Bank loans in China's real estate sector - WSJ

Source: WSJ (August 2022)

Suranjana Tewari of BBC highlights why this is worrisome, as the real estate sector makes up a third of the entire Chinese economy. Further, “[t]hirty real estate companies have already missed foreign debt payments. Evergrande, which defaulted last year on its $300bn debt, is the most high-profile casualty…if sales do not pick up, more companies could follow suit.”

Consumer and rent trends

Two important renter and homeowner trend reports were released this month, beginning first with Zillow’s Consumer Housing Trends Report 2022. Here are the highlights for real estate investors:

  • The median age of U.S. sellers is 46.
  • The largest share of sellers live in the South (39%), followed by the Midwest (23%) and West (22%).
  • The annual median household income among sellers is approximately $80,000 to $84,999.
  • The typical (median) seller sold a 3-bed, 2.5-bath, single-family detached house between 2,000 and 2,999 square feet.
  • Almost a quarter (26%) of sellers reported getting at least four offers, continuing the upward trend from 14% in 2020.
  • Most sellers (62%) said that at least one of the offers they received was all cash or did not include a financing contingency.
  • Sellers are more likely to use a real estate agent (88%) than other resources to sell their homes.
  • Most sellers (71%) said they completed at least one improvement project as part of selling their home.
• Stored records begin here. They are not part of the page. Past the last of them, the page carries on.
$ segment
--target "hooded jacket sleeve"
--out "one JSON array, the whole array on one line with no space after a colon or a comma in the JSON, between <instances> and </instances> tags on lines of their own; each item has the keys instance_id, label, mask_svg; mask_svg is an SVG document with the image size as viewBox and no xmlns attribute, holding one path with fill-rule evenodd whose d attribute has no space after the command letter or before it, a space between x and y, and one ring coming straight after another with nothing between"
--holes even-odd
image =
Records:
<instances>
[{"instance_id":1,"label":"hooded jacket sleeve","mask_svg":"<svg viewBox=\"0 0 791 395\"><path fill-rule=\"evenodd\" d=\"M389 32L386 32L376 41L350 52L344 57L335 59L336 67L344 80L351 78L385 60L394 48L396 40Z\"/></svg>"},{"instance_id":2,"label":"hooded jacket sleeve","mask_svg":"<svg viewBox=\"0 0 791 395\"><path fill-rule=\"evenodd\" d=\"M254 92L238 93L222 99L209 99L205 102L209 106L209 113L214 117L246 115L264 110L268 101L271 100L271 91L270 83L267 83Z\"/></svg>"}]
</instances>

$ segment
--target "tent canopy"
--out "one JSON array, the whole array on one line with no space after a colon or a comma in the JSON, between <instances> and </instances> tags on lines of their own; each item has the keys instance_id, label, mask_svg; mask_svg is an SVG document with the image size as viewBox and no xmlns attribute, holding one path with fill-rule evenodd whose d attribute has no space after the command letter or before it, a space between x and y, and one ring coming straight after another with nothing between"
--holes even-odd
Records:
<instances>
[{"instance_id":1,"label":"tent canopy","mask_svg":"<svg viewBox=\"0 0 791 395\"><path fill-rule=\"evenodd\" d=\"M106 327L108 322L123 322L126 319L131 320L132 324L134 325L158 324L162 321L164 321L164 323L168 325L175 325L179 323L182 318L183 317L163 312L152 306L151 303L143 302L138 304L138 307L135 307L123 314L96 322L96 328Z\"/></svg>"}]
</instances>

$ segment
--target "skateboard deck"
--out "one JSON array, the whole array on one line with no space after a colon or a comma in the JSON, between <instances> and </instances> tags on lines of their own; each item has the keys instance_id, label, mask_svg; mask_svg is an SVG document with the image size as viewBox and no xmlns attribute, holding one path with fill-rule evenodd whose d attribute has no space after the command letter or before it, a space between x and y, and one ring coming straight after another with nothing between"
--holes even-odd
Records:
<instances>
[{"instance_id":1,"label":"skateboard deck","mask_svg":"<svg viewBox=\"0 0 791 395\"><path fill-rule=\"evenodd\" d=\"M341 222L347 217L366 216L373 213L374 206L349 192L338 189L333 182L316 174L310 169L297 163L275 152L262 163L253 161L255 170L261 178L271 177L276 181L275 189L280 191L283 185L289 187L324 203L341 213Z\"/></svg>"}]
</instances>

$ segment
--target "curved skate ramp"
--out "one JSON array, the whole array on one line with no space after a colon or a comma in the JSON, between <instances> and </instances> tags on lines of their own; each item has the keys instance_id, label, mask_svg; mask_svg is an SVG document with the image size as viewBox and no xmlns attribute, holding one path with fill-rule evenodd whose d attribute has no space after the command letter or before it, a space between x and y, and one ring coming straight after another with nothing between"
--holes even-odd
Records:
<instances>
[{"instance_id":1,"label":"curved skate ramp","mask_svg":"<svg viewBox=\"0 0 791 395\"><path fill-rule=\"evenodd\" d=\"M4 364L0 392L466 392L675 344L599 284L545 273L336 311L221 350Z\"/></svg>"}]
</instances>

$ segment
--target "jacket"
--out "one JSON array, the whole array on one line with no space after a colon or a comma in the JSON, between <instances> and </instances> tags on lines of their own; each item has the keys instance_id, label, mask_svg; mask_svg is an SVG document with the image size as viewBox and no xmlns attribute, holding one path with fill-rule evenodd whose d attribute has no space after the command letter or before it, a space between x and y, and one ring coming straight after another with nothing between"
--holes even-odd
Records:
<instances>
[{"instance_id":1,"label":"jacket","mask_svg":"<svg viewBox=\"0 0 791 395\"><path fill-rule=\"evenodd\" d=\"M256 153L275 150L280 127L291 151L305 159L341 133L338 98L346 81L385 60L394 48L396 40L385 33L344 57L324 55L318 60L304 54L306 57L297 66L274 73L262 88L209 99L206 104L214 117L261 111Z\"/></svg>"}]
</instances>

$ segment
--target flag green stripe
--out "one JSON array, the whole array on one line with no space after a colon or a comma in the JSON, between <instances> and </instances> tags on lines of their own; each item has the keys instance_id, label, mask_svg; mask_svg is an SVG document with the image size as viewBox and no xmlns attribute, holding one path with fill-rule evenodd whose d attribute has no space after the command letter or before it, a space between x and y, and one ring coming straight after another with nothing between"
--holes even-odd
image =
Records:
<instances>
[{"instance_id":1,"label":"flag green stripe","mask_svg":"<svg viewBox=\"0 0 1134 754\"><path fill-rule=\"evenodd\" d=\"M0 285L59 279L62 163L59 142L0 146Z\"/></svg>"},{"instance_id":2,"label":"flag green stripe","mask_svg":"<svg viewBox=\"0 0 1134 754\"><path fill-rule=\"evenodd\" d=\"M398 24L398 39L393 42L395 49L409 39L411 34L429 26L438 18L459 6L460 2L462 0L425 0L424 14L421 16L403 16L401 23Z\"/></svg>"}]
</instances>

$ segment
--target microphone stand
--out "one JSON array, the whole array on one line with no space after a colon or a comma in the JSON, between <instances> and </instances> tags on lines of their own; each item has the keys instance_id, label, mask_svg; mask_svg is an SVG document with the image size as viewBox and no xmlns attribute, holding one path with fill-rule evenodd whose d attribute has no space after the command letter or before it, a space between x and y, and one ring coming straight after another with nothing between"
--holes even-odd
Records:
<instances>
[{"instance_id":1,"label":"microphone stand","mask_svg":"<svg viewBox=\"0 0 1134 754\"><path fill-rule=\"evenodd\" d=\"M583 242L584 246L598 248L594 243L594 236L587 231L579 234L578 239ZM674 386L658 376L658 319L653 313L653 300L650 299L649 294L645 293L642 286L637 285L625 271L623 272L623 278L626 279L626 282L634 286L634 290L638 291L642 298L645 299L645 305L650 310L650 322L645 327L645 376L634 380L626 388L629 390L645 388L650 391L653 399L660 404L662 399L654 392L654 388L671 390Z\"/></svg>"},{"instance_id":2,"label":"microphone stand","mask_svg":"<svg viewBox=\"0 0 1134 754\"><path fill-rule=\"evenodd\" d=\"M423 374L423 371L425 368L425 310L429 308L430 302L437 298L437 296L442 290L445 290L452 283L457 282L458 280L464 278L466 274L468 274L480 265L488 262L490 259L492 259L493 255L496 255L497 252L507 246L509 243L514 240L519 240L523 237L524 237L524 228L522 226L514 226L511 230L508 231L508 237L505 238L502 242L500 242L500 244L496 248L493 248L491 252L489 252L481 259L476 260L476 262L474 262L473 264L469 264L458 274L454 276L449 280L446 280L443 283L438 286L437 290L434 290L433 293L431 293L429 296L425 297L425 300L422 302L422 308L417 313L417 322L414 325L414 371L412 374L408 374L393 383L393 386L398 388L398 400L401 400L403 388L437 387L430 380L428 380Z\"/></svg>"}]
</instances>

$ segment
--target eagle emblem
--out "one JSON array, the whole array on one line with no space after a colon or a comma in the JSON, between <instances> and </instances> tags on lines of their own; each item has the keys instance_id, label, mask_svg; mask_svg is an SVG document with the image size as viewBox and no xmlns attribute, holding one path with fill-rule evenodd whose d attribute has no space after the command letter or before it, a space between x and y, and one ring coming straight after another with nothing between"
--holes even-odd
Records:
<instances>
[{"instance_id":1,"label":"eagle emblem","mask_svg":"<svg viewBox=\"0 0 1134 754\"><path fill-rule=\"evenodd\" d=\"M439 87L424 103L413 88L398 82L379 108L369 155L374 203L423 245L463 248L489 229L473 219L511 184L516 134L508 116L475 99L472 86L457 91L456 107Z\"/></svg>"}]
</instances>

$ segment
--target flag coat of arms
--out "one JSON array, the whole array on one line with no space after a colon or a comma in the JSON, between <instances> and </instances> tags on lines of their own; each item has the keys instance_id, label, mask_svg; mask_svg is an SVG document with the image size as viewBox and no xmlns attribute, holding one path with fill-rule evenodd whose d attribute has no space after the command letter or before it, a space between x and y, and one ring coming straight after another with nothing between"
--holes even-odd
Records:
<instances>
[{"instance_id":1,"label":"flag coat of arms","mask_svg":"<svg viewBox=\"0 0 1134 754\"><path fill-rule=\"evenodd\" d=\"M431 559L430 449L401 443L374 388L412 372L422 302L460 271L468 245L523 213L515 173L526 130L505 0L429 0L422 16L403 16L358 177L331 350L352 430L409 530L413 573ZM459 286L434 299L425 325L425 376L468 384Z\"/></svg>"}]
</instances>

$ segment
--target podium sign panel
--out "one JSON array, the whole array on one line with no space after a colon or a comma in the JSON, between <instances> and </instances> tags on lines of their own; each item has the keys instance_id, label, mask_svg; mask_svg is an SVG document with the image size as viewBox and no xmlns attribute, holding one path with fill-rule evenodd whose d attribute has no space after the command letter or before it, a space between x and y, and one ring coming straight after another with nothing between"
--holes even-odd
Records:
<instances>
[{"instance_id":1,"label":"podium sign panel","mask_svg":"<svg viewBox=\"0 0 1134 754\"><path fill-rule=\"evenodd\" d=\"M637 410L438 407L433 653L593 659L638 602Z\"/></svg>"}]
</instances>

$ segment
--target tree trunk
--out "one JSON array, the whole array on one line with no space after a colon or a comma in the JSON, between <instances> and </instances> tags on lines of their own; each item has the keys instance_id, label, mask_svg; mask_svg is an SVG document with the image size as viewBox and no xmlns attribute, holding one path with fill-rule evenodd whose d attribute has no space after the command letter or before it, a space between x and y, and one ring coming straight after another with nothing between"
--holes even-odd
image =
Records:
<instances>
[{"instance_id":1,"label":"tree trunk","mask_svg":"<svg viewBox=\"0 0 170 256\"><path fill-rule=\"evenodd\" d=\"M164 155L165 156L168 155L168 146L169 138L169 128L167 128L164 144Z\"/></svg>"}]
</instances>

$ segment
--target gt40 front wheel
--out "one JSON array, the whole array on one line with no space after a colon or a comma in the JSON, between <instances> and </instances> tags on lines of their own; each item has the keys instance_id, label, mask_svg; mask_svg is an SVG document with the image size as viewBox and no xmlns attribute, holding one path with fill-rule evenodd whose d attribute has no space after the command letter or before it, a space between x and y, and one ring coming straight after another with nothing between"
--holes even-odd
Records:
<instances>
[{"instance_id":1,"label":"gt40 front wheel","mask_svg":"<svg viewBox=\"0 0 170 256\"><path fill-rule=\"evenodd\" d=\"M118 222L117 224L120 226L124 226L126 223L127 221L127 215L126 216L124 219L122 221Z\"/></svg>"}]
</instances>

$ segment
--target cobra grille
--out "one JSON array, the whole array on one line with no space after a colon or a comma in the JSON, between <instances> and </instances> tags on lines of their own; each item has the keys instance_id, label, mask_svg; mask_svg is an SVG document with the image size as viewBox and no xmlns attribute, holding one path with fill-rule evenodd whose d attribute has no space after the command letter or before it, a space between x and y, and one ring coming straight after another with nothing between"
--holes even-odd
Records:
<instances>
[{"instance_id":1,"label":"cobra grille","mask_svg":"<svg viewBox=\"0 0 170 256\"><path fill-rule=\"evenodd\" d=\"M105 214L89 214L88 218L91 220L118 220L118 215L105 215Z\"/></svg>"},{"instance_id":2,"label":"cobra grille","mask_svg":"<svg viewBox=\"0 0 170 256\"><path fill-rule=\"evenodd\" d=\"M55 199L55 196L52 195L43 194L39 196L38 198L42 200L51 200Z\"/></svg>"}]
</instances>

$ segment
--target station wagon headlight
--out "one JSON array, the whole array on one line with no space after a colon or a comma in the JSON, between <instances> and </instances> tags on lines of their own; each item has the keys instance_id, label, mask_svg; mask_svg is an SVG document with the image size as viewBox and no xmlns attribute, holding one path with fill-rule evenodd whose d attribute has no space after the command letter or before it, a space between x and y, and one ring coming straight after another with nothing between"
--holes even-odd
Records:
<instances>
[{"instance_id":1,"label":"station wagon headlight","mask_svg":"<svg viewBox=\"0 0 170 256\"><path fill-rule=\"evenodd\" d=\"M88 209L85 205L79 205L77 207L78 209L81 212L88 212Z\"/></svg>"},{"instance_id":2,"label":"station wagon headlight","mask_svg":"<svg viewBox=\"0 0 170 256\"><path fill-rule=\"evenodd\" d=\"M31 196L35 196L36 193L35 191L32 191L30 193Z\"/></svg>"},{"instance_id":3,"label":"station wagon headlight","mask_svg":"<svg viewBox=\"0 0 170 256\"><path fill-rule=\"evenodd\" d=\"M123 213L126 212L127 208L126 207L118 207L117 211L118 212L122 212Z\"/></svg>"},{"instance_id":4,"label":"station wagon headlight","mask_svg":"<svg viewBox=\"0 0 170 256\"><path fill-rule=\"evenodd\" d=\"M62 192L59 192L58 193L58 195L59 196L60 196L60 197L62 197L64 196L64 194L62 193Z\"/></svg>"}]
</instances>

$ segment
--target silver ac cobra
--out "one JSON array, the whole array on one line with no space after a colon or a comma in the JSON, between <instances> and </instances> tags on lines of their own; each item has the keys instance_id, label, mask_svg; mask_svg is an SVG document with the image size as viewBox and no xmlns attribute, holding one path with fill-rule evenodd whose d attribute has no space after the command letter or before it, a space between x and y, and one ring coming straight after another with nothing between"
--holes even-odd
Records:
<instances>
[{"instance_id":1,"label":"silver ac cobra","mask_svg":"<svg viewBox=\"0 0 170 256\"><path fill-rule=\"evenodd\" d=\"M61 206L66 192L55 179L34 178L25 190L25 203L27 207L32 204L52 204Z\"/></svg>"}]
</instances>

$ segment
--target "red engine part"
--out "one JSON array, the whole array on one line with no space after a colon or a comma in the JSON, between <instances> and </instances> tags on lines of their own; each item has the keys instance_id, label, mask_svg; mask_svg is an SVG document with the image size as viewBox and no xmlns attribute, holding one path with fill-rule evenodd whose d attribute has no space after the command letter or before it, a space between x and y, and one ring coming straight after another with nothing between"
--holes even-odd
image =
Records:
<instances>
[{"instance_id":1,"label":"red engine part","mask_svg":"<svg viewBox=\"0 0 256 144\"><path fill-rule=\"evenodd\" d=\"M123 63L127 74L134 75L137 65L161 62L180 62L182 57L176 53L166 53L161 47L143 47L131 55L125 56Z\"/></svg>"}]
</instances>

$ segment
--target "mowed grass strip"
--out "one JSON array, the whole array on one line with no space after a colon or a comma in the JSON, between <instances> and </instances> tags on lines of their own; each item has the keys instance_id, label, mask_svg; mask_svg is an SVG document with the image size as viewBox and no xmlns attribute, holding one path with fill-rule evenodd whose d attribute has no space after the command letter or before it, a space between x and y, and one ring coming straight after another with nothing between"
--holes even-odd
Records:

Similarly, earlier this month published its July 2022 Rent Growth Report. Here are some of the takeaways from this report:

  • Sunbelt cities dominated the top 10 rent growth markets in July with eight out of 10 located within the region.
  • San Francisco’s average asking rents are now just $18 below their all-time peak of $3,116 in Q2 2019 as rents rose 40 basis points over the past 30 days to 5.0%.
  • 12 markets saw absolute asking rents decline over the past month, the first occurrence since 2020.
  • Markets that saw negative or flat rent growth in July are dominated by Sunbelt locations, including Fort Lauderdale, Austin, Orlando, Charlotte, and Tampa, amongst others.

YoY Rent Growth - CoStar

Source: CoStar (August 2022)

In summary, Jay Lybik, National Director of Multifamily Analytics, CoStar Group, had this to say about the data:

“Throughout the month of July, while multifamily yearly rents continued to perform well above historical averages, the deceleration of rent growth quickened at a time when markets typically post their best results…The deteriorating rent situation highlights a significant collapse of demand in the sector when new unit deliveries are projected to hit 230,000 in the second half of 2022.”